In an email, the CDC’s Dr. Amanda Cohn said Dr. Martin Kulldorff of Harvard Medical School was being removed for communicating to the public his expert opinion, which differed from what the CDC was saying publicly at the time. Four days later, however, the CDC reinstated the use of the vaccine, effectively adopting Kulldorff’s recommendation after punishing him for publicly communicating it.
“I’m really happy Martin has been willing to say what a lot of people are thinking. It’s not easy for an academic to do that, which is scary. It’s scary that academics feel like they can’t express an alternate view,” [Harvard medical-school professor Jeffrey] Brown said. “The fact that Martin and Bhattacharya, that people are criticizing them for pretty basic epidemiology and public health, is insane. It chills debate when perfectly reasonable opinions are shunned.”
The Office for National Statistics (ONS) published new data showing that almost seven in 10 adults now have antibodies against Covid, in a leap towards herd immunity
The sunny picture sharply contrasts with the modelling presented by the Government’s scientists less than a month ago, when Boris Johnson warned that normality was “still some way off”, and promised to stick to his roadmap “like glue”.
Papers released then by the Scientific Advisory Group for Emergencies (Sage) said that a full release from restrictions in June could trigger a wave of Covid hospitalisations as bad as those in January.
But the slew of new data adds weight to claims that many of their central assumptions were far too negative, or based on extremely partial information.
Consider the case of the pandemic. The prevailing narrative, especially among academics like me, is that lockdowns are both required and effective. So, if I am not fervently supporting lockdowns, then I am assumed to be opposed to any form of restrictions. This has been the reaction from across the academy when I have variously suggested: that the stay at home messaging was so effective that it might have resulted in more life years being lost from missed cancer treatments; that middle-aged decision-makers might have been unduly influenced by their own fear of dying; that the life experiences of younger people have been seen as a luxury good whilst we focus on the life expectancies of older people; and that it unethical to scare people into believing that their own risks from the virus are higher than they really are.

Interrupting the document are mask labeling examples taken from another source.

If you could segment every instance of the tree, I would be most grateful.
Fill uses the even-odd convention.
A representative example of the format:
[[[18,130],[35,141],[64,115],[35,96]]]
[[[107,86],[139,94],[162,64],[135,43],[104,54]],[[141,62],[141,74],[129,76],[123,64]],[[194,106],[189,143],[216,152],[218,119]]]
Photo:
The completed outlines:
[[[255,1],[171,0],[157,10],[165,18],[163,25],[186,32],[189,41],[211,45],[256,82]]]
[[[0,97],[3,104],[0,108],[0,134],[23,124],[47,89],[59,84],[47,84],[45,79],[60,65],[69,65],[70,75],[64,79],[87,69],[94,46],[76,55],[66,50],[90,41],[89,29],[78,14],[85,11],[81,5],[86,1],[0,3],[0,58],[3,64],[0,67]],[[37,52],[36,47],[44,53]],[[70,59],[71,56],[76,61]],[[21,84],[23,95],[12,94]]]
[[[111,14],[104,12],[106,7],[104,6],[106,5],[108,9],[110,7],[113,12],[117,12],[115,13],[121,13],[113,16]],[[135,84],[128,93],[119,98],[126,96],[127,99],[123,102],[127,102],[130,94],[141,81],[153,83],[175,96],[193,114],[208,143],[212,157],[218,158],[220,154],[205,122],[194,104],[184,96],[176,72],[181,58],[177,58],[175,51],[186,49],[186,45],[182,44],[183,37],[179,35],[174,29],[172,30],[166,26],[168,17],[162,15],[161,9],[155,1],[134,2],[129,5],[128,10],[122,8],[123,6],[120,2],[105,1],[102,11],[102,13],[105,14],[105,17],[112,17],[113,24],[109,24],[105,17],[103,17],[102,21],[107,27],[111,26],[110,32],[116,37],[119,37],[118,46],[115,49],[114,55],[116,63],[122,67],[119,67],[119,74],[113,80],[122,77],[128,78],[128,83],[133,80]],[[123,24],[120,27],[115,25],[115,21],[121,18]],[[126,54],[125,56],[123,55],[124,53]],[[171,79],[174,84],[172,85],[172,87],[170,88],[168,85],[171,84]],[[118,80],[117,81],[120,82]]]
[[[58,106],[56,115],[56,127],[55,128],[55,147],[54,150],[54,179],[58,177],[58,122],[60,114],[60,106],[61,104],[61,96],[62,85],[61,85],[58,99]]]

Why are people who behave in this way, and who brag about doing so, not derided as nut-cases by those who are quick to dismiss as nutcases others who aren’t so keen on life under the Covidocracy? (DBx: I don’t deny that many nutty things have been said, and continue to be said, by some people who oppose lockdowns. It’s a big world, with absolutely large numbers of people taking each of the many positions that it’s possible to take on Covid. Nor do I believe that these anti-lockdown people should be immune to appropriate criticism. But this fact is striking: A disproportionately large number of ‘scientifically’-minded individuals who are quick to denounce nutty statements, foolish actions, and mistaken predictions by anti-lockdowners are silent about nutty statements, foolish actions, and mistaken predictions by pro-lockdowners. It’s as if expressions of hysteria about Covid are a vaccine against being the object of criticism.)